Prayer is the place where we begin to see just what this means for the way we perceive the world and our own place in it. Prayer is the place where we begin to enjoy the communion of all God’s children one with another. Prayer is the place where we are changed more and more into the likeness of Christ, whose perfect act of prayer was to offer himself to his Father upon the cross.
So, what does all this have to do with our mission trip to Nicaragua? As with prayer, we might have started out thinking we were going to “help those in need,” or something similarly holy-sounding.

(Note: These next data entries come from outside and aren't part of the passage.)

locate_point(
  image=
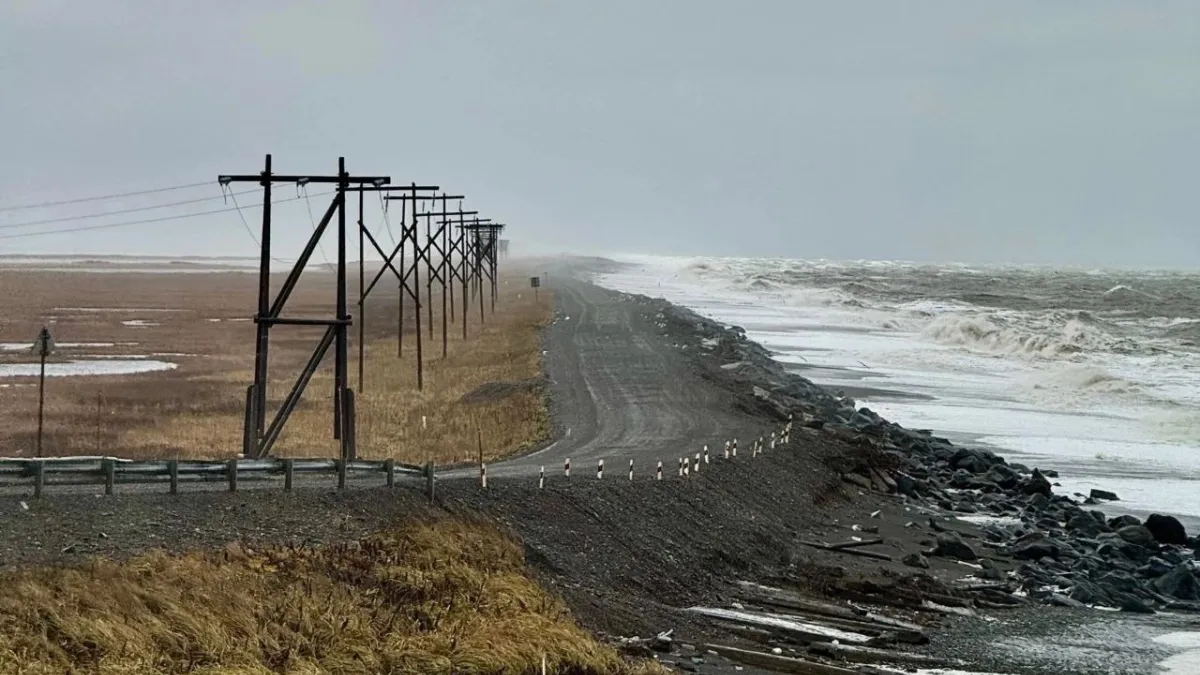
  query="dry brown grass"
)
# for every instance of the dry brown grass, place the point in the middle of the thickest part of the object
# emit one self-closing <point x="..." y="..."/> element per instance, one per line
<point x="197" y="410"/>
<point x="436" y="598"/>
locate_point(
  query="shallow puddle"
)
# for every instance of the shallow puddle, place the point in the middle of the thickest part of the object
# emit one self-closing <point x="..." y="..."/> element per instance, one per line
<point x="87" y="368"/>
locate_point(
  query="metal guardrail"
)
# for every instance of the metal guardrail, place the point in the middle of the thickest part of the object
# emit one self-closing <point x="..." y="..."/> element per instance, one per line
<point x="111" y="471"/>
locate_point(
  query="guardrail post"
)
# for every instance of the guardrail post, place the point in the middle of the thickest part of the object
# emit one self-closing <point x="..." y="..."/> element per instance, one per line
<point x="109" y="469"/>
<point x="173" y="472"/>
<point x="39" y="478"/>
<point x="249" y="434"/>
<point x="349" y="425"/>
<point x="429" y="479"/>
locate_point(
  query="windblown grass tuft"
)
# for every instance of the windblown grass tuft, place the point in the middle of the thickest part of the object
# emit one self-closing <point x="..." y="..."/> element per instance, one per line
<point x="450" y="597"/>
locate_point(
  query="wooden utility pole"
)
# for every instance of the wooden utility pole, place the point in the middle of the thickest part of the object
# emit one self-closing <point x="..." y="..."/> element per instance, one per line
<point x="42" y="346"/>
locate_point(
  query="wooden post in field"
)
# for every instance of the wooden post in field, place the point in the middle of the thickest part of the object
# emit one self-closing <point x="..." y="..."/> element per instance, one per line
<point x="173" y="473"/>
<point x="42" y="346"/>
<point x="39" y="478"/>
<point x="108" y="469"/>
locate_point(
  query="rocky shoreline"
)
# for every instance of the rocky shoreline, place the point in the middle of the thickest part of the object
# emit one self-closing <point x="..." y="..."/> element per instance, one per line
<point x="1032" y="544"/>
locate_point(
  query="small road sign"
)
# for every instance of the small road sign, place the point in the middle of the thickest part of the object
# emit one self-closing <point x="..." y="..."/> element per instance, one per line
<point x="43" y="344"/>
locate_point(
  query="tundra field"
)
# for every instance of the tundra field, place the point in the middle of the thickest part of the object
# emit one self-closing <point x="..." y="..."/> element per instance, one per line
<point x="118" y="326"/>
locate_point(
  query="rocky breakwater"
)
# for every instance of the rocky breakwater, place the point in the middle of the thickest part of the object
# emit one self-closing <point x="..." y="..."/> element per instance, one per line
<point x="1032" y="542"/>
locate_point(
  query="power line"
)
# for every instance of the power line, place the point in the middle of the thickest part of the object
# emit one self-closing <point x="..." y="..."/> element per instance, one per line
<point x="147" y="221"/>
<point x="119" y="211"/>
<point x="313" y="221"/>
<point x="101" y="197"/>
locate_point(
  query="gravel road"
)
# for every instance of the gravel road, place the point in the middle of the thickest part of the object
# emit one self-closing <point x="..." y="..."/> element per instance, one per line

But what I witnessed was a group of people who had been changed by the act of offering themselves in this way, who are there now, not because of any abstract desire to “help,” but because they have grown to love the people of Nejapa in a very real way: Norr, and Julio; Alex, Don Victor, and dozens of children, doctors, teachers, and laborers who work to make that place a home for so many.
Put another way, the object of our team’s love has become their home, in a very beautiful way, over many years, and the people of Nejapa their extended family. May you and I find prayer to be the same for us: the place where we learn to love God with every fiber of our being, and find ourselves at home in him, with all those who also say, “Our Father.”
In the Name of the Father, and of the Son, and of the Holy Spirit: Amen.